Bir sonraki sezonunun ikinci yarısı 2. lig lideri Wormatia Worms ‘u çalıştırmaya başladı. Nisan ayında takım lig üçüncülüğüne düşünce takımdan ayrılmak zorunda kaldı. 1979’da yine bir diğer ikinci lig takımı Holstein Kiel’in başına geçti. Ancak burada da başarı sağlayamayıp 13. haftanın sonunda takımdan ayrılmak zorunda kaldı. Antrenörlük kariyerini ise her şeyin başladığı yerde, Türkiye’de bitirdi. 1983-84 sezonunda Kocaelispor’un başına getirildi. Tarihin cilvesine bakın ki; ligin orta sıralarında yer alan Kocaelispor ile yollarını, Nisan 84’te sezon bitmeden ayırdı.

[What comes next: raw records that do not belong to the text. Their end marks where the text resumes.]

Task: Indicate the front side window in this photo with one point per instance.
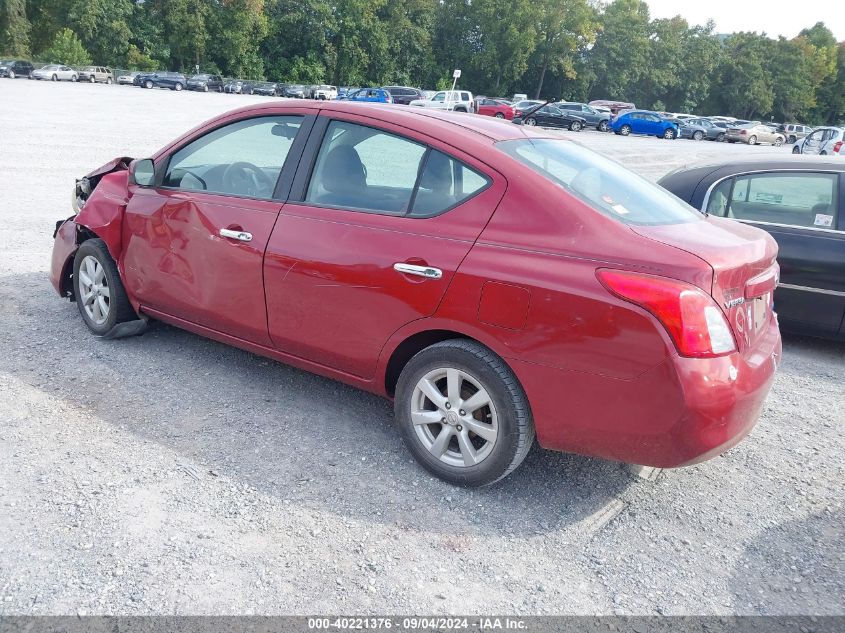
(242, 159)
(600, 182)
(798, 199)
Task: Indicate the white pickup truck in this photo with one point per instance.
(456, 100)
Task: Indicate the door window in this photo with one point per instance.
(444, 183)
(242, 159)
(797, 199)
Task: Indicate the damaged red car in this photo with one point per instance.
(499, 284)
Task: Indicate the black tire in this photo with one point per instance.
(515, 426)
(120, 310)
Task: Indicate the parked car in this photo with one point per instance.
(710, 130)
(800, 205)
(793, 131)
(128, 78)
(403, 95)
(754, 134)
(644, 122)
(455, 100)
(15, 68)
(825, 141)
(550, 116)
(324, 92)
(205, 82)
(171, 80)
(94, 74)
(264, 88)
(594, 118)
(369, 95)
(293, 91)
(519, 107)
(494, 108)
(545, 279)
(55, 72)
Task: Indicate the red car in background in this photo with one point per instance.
(497, 283)
(494, 108)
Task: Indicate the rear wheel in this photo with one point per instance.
(99, 292)
(463, 414)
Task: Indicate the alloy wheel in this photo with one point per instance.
(94, 290)
(454, 417)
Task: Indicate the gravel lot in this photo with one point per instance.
(170, 474)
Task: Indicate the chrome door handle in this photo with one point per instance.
(242, 236)
(420, 271)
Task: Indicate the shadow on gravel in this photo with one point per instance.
(290, 434)
(797, 567)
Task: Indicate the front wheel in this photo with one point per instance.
(463, 414)
(98, 290)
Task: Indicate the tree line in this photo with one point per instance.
(561, 49)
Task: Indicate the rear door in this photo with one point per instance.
(370, 238)
(802, 210)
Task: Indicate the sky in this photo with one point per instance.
(775, 18)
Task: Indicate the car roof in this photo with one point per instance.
(436, 122)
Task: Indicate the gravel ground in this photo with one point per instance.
(170, 474)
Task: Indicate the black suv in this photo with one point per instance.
(404, 95)
(205, 83)
(12, 68)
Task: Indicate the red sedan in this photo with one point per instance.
(496, 283)
(494, 108)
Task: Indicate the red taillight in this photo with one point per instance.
(693, 319)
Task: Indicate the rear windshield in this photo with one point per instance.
(600, 182)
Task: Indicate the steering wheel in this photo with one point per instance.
(246, 179)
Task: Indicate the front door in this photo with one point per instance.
(194, 244)
(370, 239)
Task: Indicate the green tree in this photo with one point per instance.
(67, 49)
(14, 28)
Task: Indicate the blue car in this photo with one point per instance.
(644, 122)
(369, 95)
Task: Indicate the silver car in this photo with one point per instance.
(825, 141)
(754, 133)
(55, 72)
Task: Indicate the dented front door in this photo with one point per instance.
(198, 257)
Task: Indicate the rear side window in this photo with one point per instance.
(602, 183)
(796, 199)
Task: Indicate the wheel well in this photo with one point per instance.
(408, 348)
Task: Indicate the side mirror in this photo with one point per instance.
(142, 172)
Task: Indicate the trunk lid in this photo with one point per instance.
(745, 270)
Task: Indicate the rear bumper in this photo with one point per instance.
(680, 412)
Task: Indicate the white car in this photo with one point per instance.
(128, 79)
(327, 93)
(824, 141)
(456, 100)
(55, 72)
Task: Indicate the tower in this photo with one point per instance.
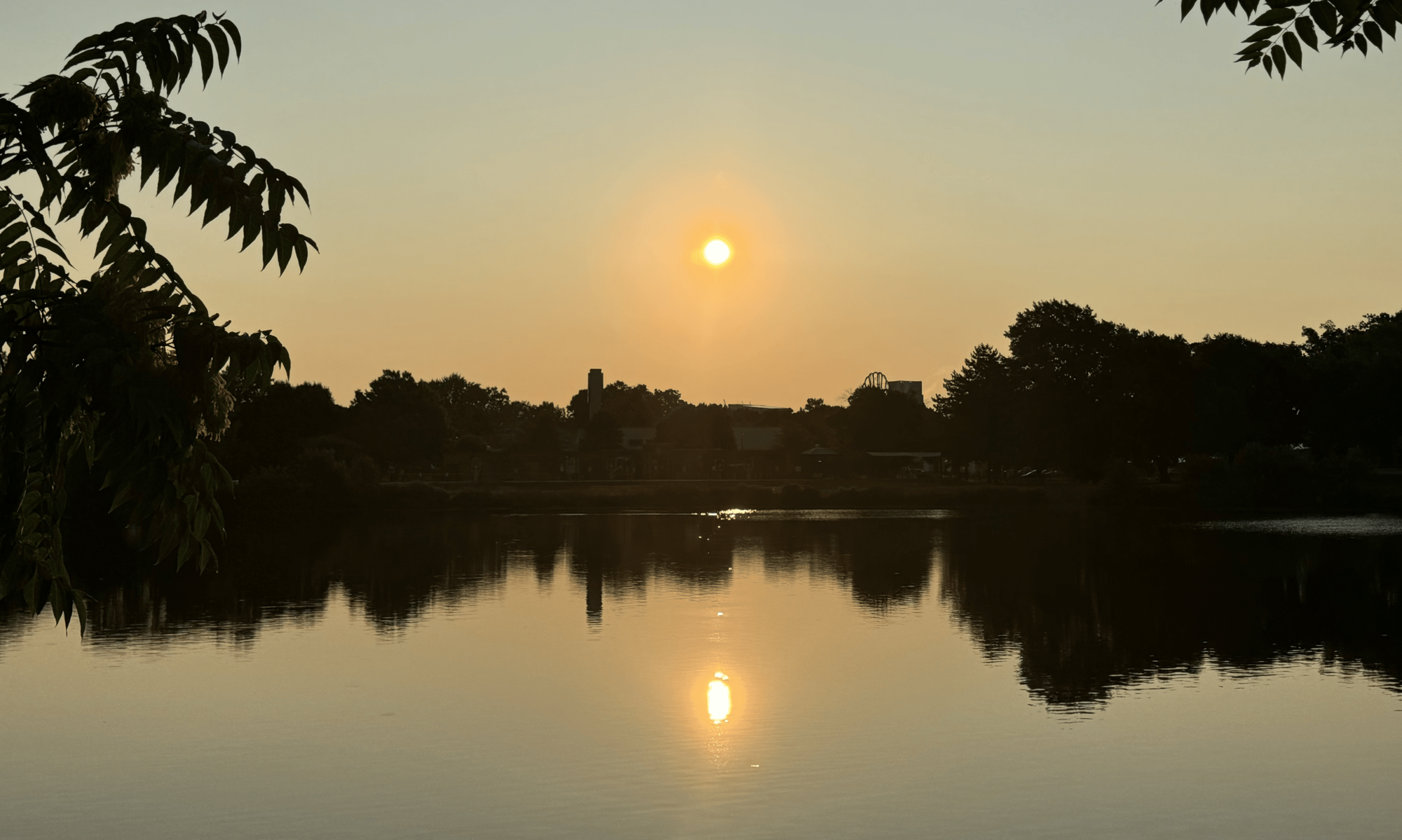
(597, 391)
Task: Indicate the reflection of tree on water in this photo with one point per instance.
(1093, 605)
(885, 562)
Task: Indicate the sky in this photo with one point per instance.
(517, 192)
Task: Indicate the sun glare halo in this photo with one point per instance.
(717, 252)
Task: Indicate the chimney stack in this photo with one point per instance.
(597, 391)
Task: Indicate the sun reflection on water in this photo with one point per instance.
(719, 699)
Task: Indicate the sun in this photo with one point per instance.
(717, 252)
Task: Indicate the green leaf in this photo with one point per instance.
(1292, 45)
(207, 57)
(1307, 32)
(233, 35)
(54, 247)
(1375, 34)
(1326, 15)
(221, 45)
(13, 233)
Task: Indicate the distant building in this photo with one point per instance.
(634, 437)
(912, 388)
(597, 392)
(756, 437)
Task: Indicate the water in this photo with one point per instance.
(887, 675)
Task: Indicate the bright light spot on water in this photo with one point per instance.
(719, 699)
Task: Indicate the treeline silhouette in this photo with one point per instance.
(1087, 604)
(1076, 397)
(1082, 394)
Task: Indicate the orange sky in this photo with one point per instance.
(515, 192)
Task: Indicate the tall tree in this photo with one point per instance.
(127, 369)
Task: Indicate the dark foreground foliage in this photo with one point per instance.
(117, 381)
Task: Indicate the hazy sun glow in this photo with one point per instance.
(719, 699)
(717, 252)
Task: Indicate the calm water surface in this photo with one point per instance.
(885, 675)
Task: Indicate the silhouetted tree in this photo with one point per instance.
(271, 427)
(602, 433)
(1062, 354)
(815, 425)
(472, 409)
(1355, 388)
(125, 371)
(1246, 392)
(982, 408)
(400, 420)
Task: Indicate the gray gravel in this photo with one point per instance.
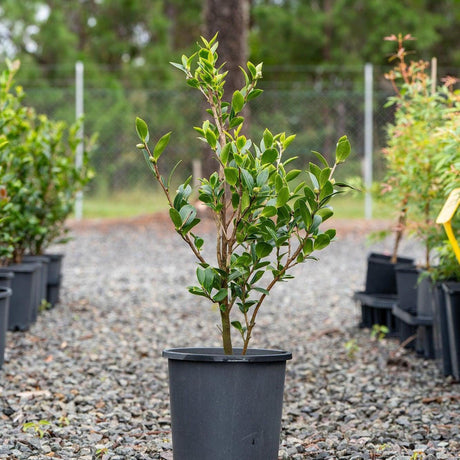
(91, 368)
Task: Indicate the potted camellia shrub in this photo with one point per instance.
(39, 175)
(420, 142)
(226, 402)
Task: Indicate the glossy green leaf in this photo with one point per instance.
(221, 295)
(342, 150)
(161, 145)
(263, 249)
(236, 121)
(283, 197)
(175, 217)
(231, 175)
(268, 211)
(268, 138)
(262, 177)
(247, 179)
(291, 175)
(269, 156)
(325, 213)
(211, 138)
(321, 158)
(321, 241)
(142, 130)
(237, 101)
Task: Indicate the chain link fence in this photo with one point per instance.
(316, 105)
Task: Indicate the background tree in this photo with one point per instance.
(231, 20)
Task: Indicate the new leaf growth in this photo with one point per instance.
(267, 219)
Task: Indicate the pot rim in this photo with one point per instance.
(216, 354)
(5, 292)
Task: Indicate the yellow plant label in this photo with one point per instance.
(449, 208)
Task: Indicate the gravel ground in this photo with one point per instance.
(88, 381)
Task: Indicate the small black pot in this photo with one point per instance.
(381, 276)
(226, 407)
(54, 278)
(42, 279)
(5, 294)
(24, 285)
(441, 331)
(5, 279)
(452, 291)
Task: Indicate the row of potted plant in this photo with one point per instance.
(226, 402)
(411, 297)
(38, 182)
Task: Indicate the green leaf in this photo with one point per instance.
(237, 101)
(225, 153)
(268, 138)
(175, 217)
(234, 122)
(308, 246)
(283, 197)
(305, 213)
(161, 145)
(263, 249)
(288, 141)
(325, 213)
(221, 295)
(247, 179)
(142, 130)
(342, 150)
(326, 190)
(324, 176)
(262, 177)
(231, 175)
(268, 211)
(254, 93)
(291, 175)
(195, 290)
(211, 138)
(252, 69)
(237, 325)
(198, 242)
(321, 241)
(331, 233)
(269, 156)
(321, 158)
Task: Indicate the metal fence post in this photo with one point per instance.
(78, 114)
(368, 138)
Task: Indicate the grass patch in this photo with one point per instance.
(123, 204)
(136, 203)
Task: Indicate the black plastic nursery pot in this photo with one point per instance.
(381, 275)
(54, 278)
(5, 279)
(377, 309)
(5, 294)
(24, 285)
(441, 331)
(414, 311)
(42, 279)
(406, 283)
(452, 291)
(226, 407)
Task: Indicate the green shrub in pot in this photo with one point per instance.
(268, 220)
(38, 173)
(420, 153)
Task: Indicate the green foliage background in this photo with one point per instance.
(313, 54)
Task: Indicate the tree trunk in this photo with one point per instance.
(230, 18)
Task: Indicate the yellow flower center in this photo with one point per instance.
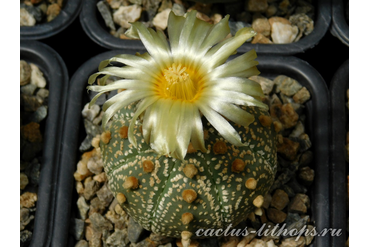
(178, 83)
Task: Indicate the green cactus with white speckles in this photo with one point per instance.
(192, 145)
(229, 181)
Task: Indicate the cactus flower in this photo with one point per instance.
(191, 146)
(179, 82)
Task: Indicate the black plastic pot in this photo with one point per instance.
(68, 13)
(96, 29)
(270, 66)
(338, 91)
(339, 27)
(56, 74)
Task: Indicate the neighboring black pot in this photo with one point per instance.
(339, 27)
(338, 91)
(96, 29)
(56, 75)
(68, 13)
(271, 66)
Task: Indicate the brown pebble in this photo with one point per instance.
(186, 218)
(251, 184)
(238, 165)
(258, 201)
(219, 147)
(190, 171)
(121, 198)
(148, 166)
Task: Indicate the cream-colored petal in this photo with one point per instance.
(238, 64)
(233, 97)
(154, 44)
(219, 54)
(120, 100)
(124, 84)
(197, 135)
(175, 24)
(127, 72)
(237, 84)
(133, 61)
(141, 107)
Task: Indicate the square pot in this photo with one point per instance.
(339, 165)
(55, 72)
(270, 66)
(339, 26)
(95, 28)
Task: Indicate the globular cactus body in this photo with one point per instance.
(205, 190)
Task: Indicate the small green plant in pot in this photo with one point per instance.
(188, 143)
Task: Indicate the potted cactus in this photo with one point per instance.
(171, 173)
(53, 78)
(210, 164)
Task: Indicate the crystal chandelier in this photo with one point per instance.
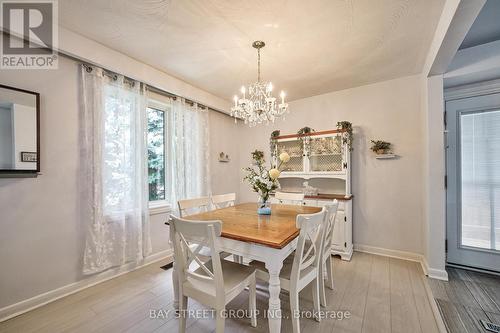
(259, 105)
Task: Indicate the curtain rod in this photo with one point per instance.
(148, 86)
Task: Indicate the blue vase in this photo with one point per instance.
(264, 207)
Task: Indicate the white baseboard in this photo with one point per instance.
(50, 296)
(438, 274)
(430, 272)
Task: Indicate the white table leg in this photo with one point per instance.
(175, 283)
(175, 278)
(274, 315)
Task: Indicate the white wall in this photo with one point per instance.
(224, 135)
(6, 160)
(434, 195)
(388, 207)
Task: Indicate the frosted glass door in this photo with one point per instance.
(325, 154)
(294, 148)
(473, 173)
(480, 179)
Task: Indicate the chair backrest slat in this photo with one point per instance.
(331, 214)
(309, 243)
(190, 206)
(289, 198)
(223, 200)
(189, 238)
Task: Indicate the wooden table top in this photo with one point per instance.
(241, 222)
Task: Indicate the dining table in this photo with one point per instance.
(266, 238)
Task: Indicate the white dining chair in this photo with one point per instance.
(301, 267)
(326, 262)
(289, 198)
(223, 200)
(214, 283)
(196, 205)
(201, 205)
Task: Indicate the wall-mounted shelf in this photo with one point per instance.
(224, 158)
(386, 156)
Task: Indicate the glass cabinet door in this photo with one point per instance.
(295, 149)
(325, 154)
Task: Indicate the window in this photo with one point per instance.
(156, 154)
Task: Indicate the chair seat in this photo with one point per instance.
(233, 275)
(285, 272)
(206, 255)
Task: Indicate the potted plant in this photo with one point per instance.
(380, 147)
(263, 180)
(347, 127)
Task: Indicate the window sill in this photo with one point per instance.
(159, 208)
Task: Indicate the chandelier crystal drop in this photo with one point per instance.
(257, 105)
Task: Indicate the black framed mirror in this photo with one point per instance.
(19, 132)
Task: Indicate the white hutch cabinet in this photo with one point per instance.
(322, 162)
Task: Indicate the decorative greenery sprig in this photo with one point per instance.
(347, 126)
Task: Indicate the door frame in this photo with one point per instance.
(487, 95)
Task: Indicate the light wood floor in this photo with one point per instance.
(382, 295)
(467, 298)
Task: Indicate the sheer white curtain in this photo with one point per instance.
(189, 151)
(114, 179)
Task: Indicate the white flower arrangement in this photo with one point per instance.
(262, 180)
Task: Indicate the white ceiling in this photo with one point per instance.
(313, 46)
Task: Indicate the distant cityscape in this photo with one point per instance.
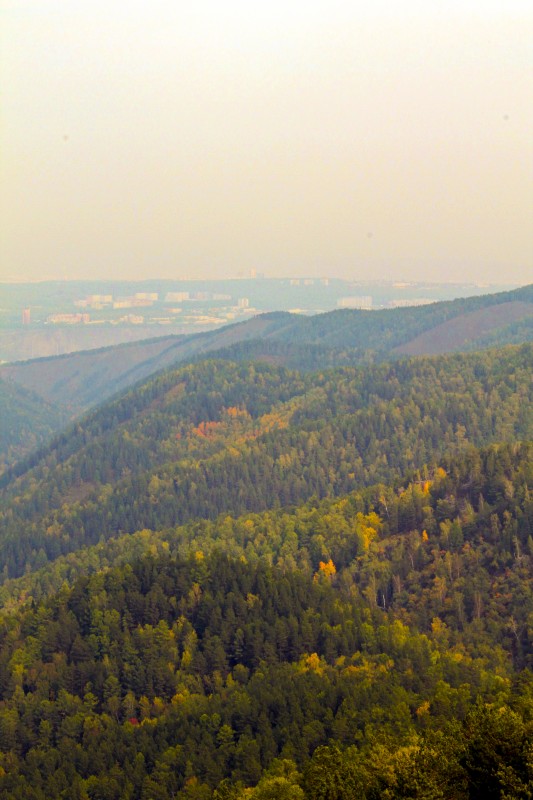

Arkoç belki teknik direktör olarak Türkiye ve Almanya’da büyük başarılara imza atmamıştı ama Türk futbolunun geleceğine kaynak yaratmış, Almanların korkulu rüyasına dönüşecek olan bir projeye imza atmıştı. 1983 senesinde Futbol Federasyonu’na bir öneride bulundu: Frankfurt’a bir büro kurulsun ve oradan bütün Avrupa’daki gurbetçi futbolcular gözlensin! Önerisi kabul edildi ve Yıldıray, Hamit Altıntop, Nuri Şahin’ın gibi gurbetçilerin Türk Milli takımı forması giymelerinin yolu açıldı…
Türk futbol tarihinin ünlü kalecilerinden Fatih Uraz, ‘Adamın Abdalı Kaleci Olur’ kitabında Türkiye’nin gelmiş geçmiş en iyi iki kalecisinden biridir der Özcan Arkoç için. Ne yazık ki o da tarihin tozlu sayfalarında unutuldu gitti. Bugün sizin unutulmaz futbolcular klasöründe yeri baki olduysa ne mutlu bize.